It's raining today which has messed up my plans to harvest most things today and pack them tomorrow for the Saturday farmers market in Oxford (which has a brand new website Oxford farmers Market dot com) . Sigh, it looks like tomorrow will be a long day. Picking lettuce, spring mix, kale, radishes, arugula, etc., early in the morning. Washing up what we have harvested mid morning than bagging in the afternoon. And opening the store at 11am and waiting on customers who stop by throughout the day. I am trying to avoid pulling 18 hour days on Friday so I have more energy to devote to Saturday.
Washing will take a while as everything will be super dirty and likely full of slugs. I always put a 1/2 cup of table salt in the water as this does two things:
1) Salt water keeps greens very crisp and re-hydrates wilted greens
2) Salt is a slug's mortal enemy and when they hit the salt water they release from whatever they were on, sink to the bottom of the wash tub and die. This is one of our slug controls.
And it means the greens are usually free of slugs when sold (but if you buy our greens, Please wash before use because you never know...)
I have the store open right now but, as usual, rainy days tend to kill farm stand business. Ah, c'est la vie. I would like to take a nice nap but the store is open so I cannot. Instead I sit typing and listening to the rain pour down on the roof occasionally picking ticks off my body and burning them with a lighter (we are still going chem free with the dogs so we get a lot of ticks. I am beginning to question this decision, as the poor dogs are getting scabby where ticks have been removed and seem to be avoiding Eugene and me now that quality petting time means tick picking and killing time).

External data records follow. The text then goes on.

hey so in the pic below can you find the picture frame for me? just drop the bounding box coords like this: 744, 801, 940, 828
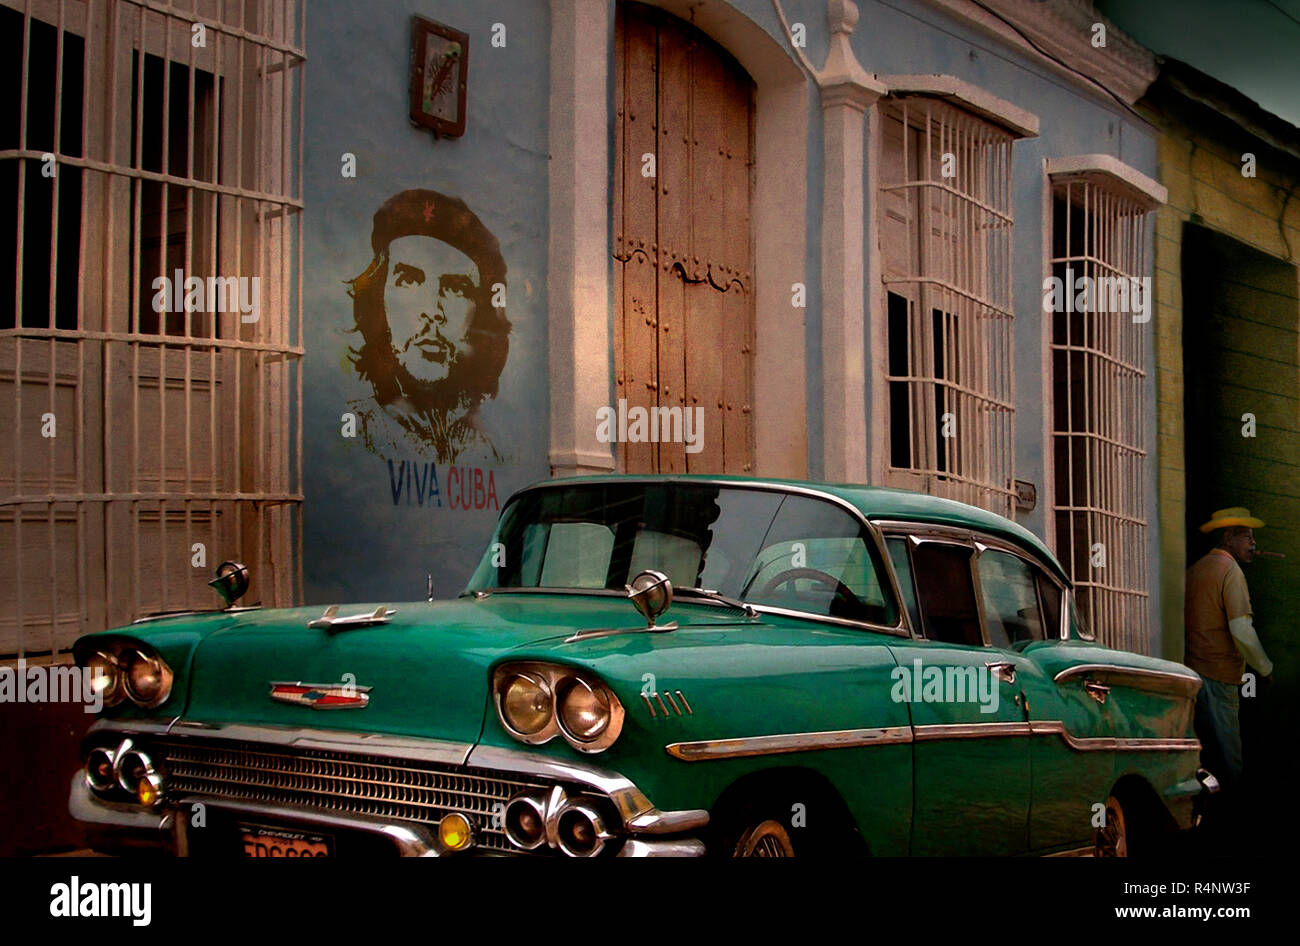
409, 15, 469, 139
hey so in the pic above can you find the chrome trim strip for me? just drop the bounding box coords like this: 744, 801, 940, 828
1053, 664, 1202, 699
746, 602, 911, 636
91, 720, 475, 766
871, 518, 1071, 585
1027, 720, 1200, 752
666, 721, 1200, 761
173, 795, 440, 856
625, 808, 710, 835
618, 838, 707, 857
665, 726, 913, 761
913, 722, 1033, 740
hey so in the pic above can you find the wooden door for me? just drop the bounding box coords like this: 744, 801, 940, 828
613, 2, 754, 475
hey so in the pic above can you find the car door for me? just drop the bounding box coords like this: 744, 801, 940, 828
967, 545, 1114, 852
884, 531, 1032, 855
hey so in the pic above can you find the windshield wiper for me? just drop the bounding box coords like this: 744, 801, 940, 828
675, 587, 758, 618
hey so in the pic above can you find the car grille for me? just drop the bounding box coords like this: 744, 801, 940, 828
154, 738, 552, 854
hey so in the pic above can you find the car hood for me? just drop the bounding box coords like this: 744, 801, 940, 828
178, 593, 750, 743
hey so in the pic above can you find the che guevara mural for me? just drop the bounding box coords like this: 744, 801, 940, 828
345, 188, 511, 466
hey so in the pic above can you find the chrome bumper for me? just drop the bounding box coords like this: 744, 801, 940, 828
70, 722, 708, 857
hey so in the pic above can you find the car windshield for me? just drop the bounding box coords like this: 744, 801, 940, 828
466, 482, 899, 626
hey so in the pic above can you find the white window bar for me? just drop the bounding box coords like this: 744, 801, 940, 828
1050, 176, 1150, 654
880, 97, 1016, 517
0, 0, 305, 657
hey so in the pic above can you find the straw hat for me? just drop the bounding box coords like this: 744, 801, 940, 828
1198, 507, 1265, 533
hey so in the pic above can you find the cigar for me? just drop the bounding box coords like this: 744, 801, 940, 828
1255, 550, 1285, 558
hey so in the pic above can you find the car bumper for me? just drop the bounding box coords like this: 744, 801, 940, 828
70, 721, 708, 857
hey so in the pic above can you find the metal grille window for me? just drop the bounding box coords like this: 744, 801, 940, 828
0, 0, 304, 655
879, 98, 1016, 516
1050, 177, 1150, 653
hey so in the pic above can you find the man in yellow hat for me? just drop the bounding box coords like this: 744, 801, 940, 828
1184, 507, 1274, 791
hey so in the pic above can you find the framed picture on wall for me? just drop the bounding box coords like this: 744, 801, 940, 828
409, 15, 469, 139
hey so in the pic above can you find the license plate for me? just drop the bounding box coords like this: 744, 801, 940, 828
239, 823, 333, 857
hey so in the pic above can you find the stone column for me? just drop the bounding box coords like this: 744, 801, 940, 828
547, 0, 616, 477
818, 0, 885, 483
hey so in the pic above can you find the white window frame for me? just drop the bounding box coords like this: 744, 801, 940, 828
1045, 155, 1165, 654
878, 94, 1018, 517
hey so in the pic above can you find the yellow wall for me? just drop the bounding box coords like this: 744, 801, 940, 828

I have seen Stewie the cat. He is living under the store and for the past week has allowed us to see him and even talk to him before he slinks away. I guess he is realizing he cannot stay angry at us forever and we feed him tasty food (some organic cat food we picked up at the cut rate grocery store B&D Grocery, in Richmond, IN for $6 a 6 pound bag). Yesterday he visited the store but quickly left when I came in carrying a crate of produce. I am happy he did not decide to spray the store.
So I wait till 5 o'clock rolls around to close the store. it is an easy task to close up now that we have a fridge on the sales floor. In the past I would put out things that really needed to stay cold on the unrefrigerated shelves and hope things sold quickly. By the end of the day everything that did not sell would have to be gathered up and put back into the fridge in the back of the building or taken into the house to be eaten ASAP or tossed in the compost. This took up to 20 minutes depending on how much stuff we had (melon season is the worst). Now I just have to shut off some lights, count the cash drawer and remove the money, bring in the "Open" signboard and turn the other open sign around so it says closed. This takes about 3 to 5 minutes.
The one bad thing is only one of the two fridges I bought on eBay works (and I am not too sure how long it will last) and it is already pretty full and we have just started the season. Though soon we will be getting more stuff that does not need to be in a refrigerator like tomatoes, potatoes, onions, garlic, squash (though the zukes and other summer squashes prefer it cold), etc.. I gotta say the fridge has been a huge improvement on many levels. Maybe I will spend my gummint stimulus check on another used fridge as the Commercial fridge repair guy said we should be able to pick one up for around $800. A newer fridge (the eBay fridges are circa 1977) would use a lot less electric and be cheaper to repair.